South Common Condominium Association et al. v. City of Springfield et al.

Statute Authorizing Building Demolition Without Prior Notice Does not Violate Due Process
U.S. Court of Appeals, 1st Circuit, Nos. 13-2244 and 13-2248
Tuesday, December 23, 2014

When tornadoes struck western Massachusetts in June 2011, the City of Springfield suffered severe damage. Among the affected buildings were the South Commons Condominiums. The Governor and Mayor declared a state of emergency, and City officials determined that, due to their severely damaged state, the Condominiums presented an immediate danger to public safety. As a result, the residents were ordered to evacuate and prohibited from returning to obtain personal belongings, and the City ordered immediate demolition of the Condominiums. The owners did not receive notice prior to the demolition and were not given an opportunity to stop the demolition. Days after the Condominiums were razed, the owners received notices.

Approximately one year after the demolition, the Condominium owners filed suit in the Massachusetts U.S. District Court against the City and the private company that carried out the demolition. The owners claimed procedural and substantive due process violations, along with violations of Massachusetts state law. The District Court dismissed the claims, and the owners appealed to the 1st Circuit Court.

The Circuit Court affirmed the dismissal of all claims. Although it is generally true that the City would be required to provide pre-deprivation safeguards—notice and an opportunity to be heard before demolition occurred—those safeguards may not be required under certain circumstances. Here, the City acted under a state statute that allowed summary demolition—that is, demolition without prior notice—when the public safety required immediate action to address danger to life or limb. The statute was consistent with the general standard that allows summary action in emergency situations, which courts have defined as situations that pose an imminent danger to the public health, safety, and welfare and that require immediate action.

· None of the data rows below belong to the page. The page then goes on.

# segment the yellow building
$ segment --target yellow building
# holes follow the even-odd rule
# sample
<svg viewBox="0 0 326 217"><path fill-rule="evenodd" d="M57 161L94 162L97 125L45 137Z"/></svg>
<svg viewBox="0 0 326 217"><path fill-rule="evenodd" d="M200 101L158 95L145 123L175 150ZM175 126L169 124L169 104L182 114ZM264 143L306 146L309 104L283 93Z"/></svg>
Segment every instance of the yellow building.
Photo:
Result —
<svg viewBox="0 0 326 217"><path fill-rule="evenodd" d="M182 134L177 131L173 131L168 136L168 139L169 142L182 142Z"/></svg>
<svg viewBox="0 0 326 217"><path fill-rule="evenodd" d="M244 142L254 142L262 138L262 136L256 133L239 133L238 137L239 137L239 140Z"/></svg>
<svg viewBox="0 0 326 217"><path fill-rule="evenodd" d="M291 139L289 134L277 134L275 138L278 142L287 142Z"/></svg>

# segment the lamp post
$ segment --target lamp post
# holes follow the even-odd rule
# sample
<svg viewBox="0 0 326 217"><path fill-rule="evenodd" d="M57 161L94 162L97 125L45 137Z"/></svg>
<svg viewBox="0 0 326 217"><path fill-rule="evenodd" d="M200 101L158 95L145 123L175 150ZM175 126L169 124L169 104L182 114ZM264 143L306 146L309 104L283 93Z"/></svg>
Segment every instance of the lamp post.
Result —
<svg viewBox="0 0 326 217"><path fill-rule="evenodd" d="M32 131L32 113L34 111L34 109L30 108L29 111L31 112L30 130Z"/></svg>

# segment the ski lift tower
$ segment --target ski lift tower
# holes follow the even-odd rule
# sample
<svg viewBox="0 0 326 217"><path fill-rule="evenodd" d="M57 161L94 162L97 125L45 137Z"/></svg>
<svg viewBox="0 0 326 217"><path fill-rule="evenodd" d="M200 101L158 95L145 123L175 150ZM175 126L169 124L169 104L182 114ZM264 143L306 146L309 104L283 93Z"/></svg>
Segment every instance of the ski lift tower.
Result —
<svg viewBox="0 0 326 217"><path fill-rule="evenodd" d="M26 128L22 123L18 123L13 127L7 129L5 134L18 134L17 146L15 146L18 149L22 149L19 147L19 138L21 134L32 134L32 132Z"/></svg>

In addition, the statute provides adequate post-deprivation procedural safeguards (“after-the-fact remedies”): It allows property owners to challenge the order for demolition; to seek to annul, alter, or affirm the order; or to seek damages for the demolished buildings. And, although the period for filing such an action is quite short under the statute, this did not create a per se constitutional violation.

Finally, the owners’ substantive due process claims failed because, even if the City’s decision to demolish was ill-advised or incorrect, the conduct did not “shock the conscience,” which is the requisite standard for substantive due process claims.